Sabía que se estaba alejando del edificio en llamas, la algarabía y bulla eran cada vez más lejanas y los callejones por donde estaba escurriéndose lo ayudaban a pasar desapercibido. No dejaba de palpar la herida desde donde su cálida sangre seguía brotando.

Cuando cayó del otro lado del muro, se estampó contra la tierra del jardín. Apenas tenía fuerzas para mantenerse en pie, era imposible para él en ese momento realizar un salto preciso.

En la escasa consciencia y coherencia que aún le quedaba, no había tomado el camino para encontrarse con sus hermanos, sino con Zuzum.

En la mente de un dragón sólo había cabida para reflexiones lógicas, pero Ítalos ocupaba el cuerpo de un hombre; las dilucidaciones de su mente, en ocasiones, se alejaban de la razón y eran invadidas por factores inefables que afectaban su proceder. Ítalos ya lo sabía, pero aún así, no le importó.

En lo único que pensaba era que un infierno rojo lo había separado de Zuzum por tres años.

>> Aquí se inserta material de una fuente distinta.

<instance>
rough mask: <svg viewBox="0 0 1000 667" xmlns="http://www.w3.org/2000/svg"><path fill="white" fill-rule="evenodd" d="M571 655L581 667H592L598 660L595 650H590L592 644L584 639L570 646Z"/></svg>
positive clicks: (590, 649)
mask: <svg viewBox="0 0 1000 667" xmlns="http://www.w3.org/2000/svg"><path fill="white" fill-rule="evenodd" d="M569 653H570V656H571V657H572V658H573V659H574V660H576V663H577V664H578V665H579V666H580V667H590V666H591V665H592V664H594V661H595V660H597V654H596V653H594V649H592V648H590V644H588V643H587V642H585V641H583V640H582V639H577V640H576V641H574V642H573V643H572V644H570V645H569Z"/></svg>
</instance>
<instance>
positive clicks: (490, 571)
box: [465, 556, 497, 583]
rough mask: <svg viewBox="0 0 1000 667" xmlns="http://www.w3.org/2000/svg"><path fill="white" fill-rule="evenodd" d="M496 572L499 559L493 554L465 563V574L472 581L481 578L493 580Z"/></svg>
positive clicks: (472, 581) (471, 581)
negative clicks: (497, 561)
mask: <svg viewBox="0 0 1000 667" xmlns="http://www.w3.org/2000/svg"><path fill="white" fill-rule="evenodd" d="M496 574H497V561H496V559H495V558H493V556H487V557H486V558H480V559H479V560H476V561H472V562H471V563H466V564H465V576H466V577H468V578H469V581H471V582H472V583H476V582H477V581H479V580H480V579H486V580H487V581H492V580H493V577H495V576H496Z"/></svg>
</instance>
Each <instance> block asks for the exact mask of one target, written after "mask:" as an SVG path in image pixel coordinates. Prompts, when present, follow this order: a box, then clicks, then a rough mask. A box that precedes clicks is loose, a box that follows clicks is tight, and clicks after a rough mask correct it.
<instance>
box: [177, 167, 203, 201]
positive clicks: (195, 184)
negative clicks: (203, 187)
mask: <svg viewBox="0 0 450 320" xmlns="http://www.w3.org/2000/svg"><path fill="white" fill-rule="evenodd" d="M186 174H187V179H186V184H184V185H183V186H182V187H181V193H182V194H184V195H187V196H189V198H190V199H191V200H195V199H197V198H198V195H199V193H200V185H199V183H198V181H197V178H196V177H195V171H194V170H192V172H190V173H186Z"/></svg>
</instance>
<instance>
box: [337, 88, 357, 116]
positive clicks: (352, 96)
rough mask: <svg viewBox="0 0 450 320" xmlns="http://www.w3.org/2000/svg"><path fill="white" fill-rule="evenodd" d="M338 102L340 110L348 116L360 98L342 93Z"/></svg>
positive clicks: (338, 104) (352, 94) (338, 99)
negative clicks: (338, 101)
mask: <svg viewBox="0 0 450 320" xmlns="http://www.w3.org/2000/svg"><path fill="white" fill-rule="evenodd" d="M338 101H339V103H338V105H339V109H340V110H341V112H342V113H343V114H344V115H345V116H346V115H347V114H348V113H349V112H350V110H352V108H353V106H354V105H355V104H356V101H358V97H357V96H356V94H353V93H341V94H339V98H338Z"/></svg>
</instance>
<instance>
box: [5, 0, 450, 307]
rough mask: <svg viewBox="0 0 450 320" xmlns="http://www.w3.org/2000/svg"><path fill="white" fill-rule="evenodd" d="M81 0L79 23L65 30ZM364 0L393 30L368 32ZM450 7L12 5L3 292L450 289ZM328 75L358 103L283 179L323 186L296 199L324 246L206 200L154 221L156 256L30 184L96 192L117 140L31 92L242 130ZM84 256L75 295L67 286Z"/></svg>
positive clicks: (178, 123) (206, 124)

Un abatimiento, miedo y desesperación insondables lo embargaba, los mismos que lo habían invadido hacía casi diecisiete años cuando la vida se le escapaba en el aliento en medio de un invierno implacable y se decía a sí mismo que no quería morir de esa manera.

Pero en ese momento, su temor más aplastante no era ese.

Tengo que verla. Se repitió una y otra vez. Tengo que verla.